"Respondo lo mismo 30 veces al día": cómo montar un asistente de respuestas en 2 semanas
Si tu equipo responde cada día las mismas preguntas por correo o WhatsApp, un asistente de respuestas frecuentes las contesta al momento con tu información real, deriva a una persona lo que no sabe y se monta en 1–2 semanas por 1.900 € – 3.000 € (precios de 2026). Es, con diferencia, el mejor primer proyecto de IA para una pyme: impacto visible, riesgo controlable y resultado medible desde la primera semana.
Qué es exactamente (y qué no es)
Es: un sistema que recibe las consultas entrantes, responde las que están cubiertas por tu información validada —horarios, precios, plazos, condiciones, “¿hacéis X?”— y pasa el resto a tu equipo con un resumen.
No es: un chatbot genérico que improvisa. La diferencia está en una palabra: tu información. El asistente responde a partir de tus documentos, tu web y tus condiciones reales, y cuando la consulta se sale de ahí, no inventa: deriva.
Qué necesitas tener antes de empezar
- Tus respuestas por escrito. Las 20–40 preguntas que más se repiten, con la respuesta buena. Si no existen, la primera semana del proyecto es escribirlas (y ese documento vale oro por sí solo).
- Un canal de entrada claro: el buzón de info@, el WhatsApp del negocio, o ambos.
- Alguien que revise durante las primeras semanas: el asistente arranca proponiendo borradores y se gana la autonomía con datos.

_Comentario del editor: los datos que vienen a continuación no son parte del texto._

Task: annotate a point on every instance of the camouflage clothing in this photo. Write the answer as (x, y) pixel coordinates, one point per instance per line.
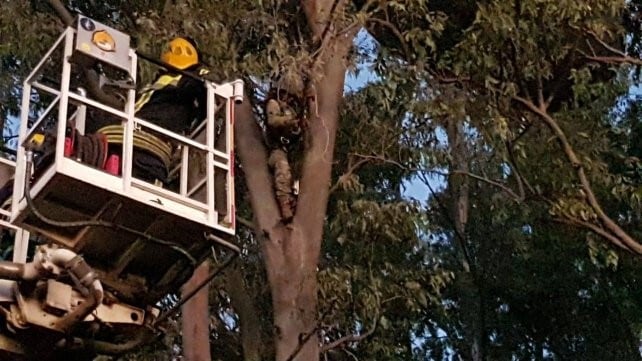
(283, 133)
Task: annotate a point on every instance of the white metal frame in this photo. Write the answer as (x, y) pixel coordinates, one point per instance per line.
(179, 204)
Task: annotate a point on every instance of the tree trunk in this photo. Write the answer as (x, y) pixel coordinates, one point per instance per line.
(472, 303)
(291, 252)
(250, 324)
(196, 318)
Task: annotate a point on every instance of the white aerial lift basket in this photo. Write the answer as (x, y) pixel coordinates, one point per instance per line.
(140, 237)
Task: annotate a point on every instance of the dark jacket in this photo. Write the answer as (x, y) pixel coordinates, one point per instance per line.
(174, 106)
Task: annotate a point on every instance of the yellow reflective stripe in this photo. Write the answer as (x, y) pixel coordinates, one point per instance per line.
(160, 83)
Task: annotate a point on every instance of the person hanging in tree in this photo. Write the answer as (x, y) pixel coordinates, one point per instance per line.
(284, 128)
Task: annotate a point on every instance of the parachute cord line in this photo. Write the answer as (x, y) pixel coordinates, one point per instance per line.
(196, 289)
(94, 223)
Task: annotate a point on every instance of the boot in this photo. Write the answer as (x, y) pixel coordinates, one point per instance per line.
(285, 204)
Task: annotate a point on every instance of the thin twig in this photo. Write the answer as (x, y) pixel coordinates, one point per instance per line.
(597, 230)
(349, 338)
(581, 174)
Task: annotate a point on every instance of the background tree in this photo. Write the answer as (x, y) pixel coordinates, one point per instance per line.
(514, 113)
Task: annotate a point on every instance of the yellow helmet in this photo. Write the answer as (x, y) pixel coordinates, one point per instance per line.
(180, 53)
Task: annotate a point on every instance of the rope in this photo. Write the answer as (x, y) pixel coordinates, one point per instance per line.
(94, 223)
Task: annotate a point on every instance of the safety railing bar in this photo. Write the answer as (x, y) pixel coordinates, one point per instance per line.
(196, 205)
(8, 162)
(198, 185)
(45, 58)
(44, 114)
(184, 170)
(218, 153)
(174, 136)
(139, 121)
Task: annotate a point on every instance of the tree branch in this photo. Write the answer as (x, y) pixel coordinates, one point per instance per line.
(597, 230)
(62, 11)
(321, 134)
(497, 184)
(349, 338)
(610, 225)
(395, 31)
(253, 156)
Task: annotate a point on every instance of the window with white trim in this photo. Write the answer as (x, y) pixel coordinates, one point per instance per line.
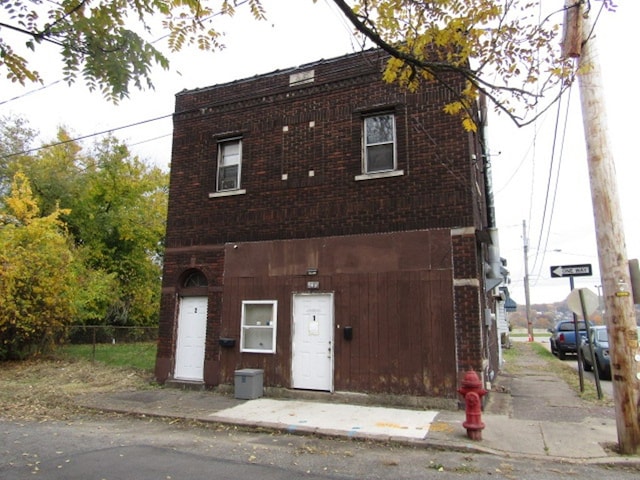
(258, 322)
(229, 162)
(379, 143)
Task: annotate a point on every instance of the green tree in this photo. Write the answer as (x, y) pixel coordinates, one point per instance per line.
(108, 42)
(37, 278)
(114, 211)
(119, 219)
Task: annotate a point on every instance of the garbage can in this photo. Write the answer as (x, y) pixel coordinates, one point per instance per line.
(248, 383)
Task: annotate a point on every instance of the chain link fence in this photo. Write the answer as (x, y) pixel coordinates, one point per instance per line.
(95, 334)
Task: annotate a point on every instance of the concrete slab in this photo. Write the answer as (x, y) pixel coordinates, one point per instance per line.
(352, 420)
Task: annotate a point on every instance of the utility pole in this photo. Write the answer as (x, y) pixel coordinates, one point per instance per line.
(527, 300)
(612, 255)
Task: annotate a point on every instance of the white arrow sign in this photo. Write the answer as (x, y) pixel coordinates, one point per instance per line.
(571, 270)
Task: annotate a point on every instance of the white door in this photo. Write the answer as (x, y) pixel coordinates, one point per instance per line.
(312, 349)
(192, 332)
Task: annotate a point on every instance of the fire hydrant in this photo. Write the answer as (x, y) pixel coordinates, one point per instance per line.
(471, 389)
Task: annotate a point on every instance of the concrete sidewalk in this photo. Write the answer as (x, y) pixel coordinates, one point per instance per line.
(531, 412)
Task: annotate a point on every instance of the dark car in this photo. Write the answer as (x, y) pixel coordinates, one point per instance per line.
(600, 340)
(563, 337)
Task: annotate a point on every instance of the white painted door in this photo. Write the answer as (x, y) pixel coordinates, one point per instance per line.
(312, 357)
(192, 332)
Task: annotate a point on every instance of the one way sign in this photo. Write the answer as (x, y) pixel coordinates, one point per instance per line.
(571, 271)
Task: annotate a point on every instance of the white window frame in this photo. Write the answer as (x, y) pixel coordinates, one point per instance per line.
(259, 326)
(370, 144)
(228, 159)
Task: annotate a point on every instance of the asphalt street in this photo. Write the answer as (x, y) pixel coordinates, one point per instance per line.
(127, 448)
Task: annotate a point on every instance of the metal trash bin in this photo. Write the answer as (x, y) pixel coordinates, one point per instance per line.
(248, 383)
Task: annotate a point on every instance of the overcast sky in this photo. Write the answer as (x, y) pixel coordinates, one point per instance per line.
(526, 163)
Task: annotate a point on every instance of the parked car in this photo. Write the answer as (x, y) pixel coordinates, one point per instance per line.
(600, 340)
(563, 337)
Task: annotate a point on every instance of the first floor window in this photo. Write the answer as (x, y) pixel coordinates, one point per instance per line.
(379, 143)
(229, 161)
(258, 321)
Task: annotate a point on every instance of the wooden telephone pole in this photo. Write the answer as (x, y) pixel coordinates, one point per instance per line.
(612, 256)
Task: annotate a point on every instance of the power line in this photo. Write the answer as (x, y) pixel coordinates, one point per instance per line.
(84, 137)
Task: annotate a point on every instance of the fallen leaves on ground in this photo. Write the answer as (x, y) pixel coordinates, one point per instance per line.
(44, 389)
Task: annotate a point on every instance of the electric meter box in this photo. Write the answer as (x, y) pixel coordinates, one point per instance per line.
(248, 383)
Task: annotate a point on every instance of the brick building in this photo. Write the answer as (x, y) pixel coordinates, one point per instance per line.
(331, 230)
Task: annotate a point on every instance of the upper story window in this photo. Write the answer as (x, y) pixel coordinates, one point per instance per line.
(229, 162)
(379, 143)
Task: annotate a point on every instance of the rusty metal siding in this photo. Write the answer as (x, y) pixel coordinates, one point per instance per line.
(402, 316)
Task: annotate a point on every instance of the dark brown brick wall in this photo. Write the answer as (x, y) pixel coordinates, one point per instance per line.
(439, 190)
(433, 150)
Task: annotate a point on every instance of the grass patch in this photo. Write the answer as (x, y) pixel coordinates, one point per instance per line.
(141, 355)
(570, 376)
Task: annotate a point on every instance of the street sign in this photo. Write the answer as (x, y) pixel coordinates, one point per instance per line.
(571, 271)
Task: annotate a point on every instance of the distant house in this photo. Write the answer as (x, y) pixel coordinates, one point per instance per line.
(332, 230)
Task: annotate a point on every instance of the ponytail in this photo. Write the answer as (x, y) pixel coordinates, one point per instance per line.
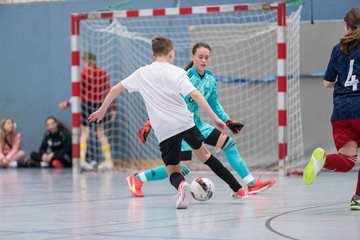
(352, 38)
(189, 65)
(349, 41)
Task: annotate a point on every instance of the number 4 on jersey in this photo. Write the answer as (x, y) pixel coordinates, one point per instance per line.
(351, 80)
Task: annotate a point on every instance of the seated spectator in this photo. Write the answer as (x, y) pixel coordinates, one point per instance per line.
(10, 144)
(55, 149)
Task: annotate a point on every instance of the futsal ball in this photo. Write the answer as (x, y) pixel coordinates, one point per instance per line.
(202, 189)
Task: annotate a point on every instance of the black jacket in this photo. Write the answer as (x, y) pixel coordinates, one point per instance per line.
(59, 143)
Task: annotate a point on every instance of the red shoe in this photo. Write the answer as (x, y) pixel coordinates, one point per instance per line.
(260, 186)
(135, 186)
(240, 194)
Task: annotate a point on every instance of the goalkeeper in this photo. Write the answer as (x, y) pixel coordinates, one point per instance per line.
(205, 82)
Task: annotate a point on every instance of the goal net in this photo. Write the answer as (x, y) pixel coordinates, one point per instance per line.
(244, 42)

Cómo es el proyecto, semana a semana
- Semana 1: recopilar y validar tu información; montar el asistente y conectarlo al canal; pruebas internas con consultas reales del último mes.
- Semana 2: arranque en modo supervisado (el equipo aprueba cada respuesta con un clic); ajustes según lo que se vea; formación.
- A partir de la semana 3–4: las categorías que acumulan tasa de acierto alta pasan a respuesta directa; el resto sigue supervisado.
Los riesgos, dichos claramente
- Que responda mal. Se mitiga con el modo supervisado inicial y con la regla de derivar lo no cubierto. Aun así, alguna respuesta mejorable se escapará: la pregunta correcta es si tu buzón saturado responde mejor hoy.
- Que el cliente se frustre. El asistente se identifica como automático y ofrece siempre el paso a una persona. La frustración real de tus clientes hoy es esperar 24 horas para saber tu horario.
- Tus datos. Herramientas configuradas para no entrenar con tu información, y un documento que dice qué se almacena dónde. Forma parte del entregable.
El listón del asistente no es la perfección: es el buzón saturado al que hoy nadie contesta hasta las siete de la tarde.
Qué medir para saber si funciona
Tres números, antes y después: tiempo medio de primera respuesta, horas semanales del equipo en consultas repetidas y consultas perdidas (las que nadie llegó a contestar). Si el asistente no mueve esos tres números en un mes, algo está mal planteado.
Este es el proyecto con el que arranca la mayoría de mis clientes, de Bilbao a Sevilla. Si quieres saber si encaja en tu negocio: diagnóstico en dos semanas, 490 €, precio cerrado — o mira primero cómo trabajo.
Preguntas frecuentes
¿Correo, WhatsApp o los dos? Empieza por el canal con más volumen. Añadir el segundo después es barato porque el conocimiento ya está montado.
¿Cuánto mantenimiento necesita? Poco pero constante: cuando cambien tus precios, horarios o condiciones, alguien actualiza la información del asistente. Eso puede hacerlo tu equipo (formación incluida) o cubrirse con acompañamiento mensual.
¿Y si mi negocio atiende en varios idiomas? El mismo asistente responde en el idioma del cliente a partir de tu información en castellano. Para el caso específico del euskera, escribí un análisis aparte.
¿Puede vender, además de responder? Puede hacer el primer paso: cualificar la consulta y agendar la llamada o visita. La venta con criterio sigue siendo tuya — y ahí es donde quieres invertir las horas que el asistente te devuelve.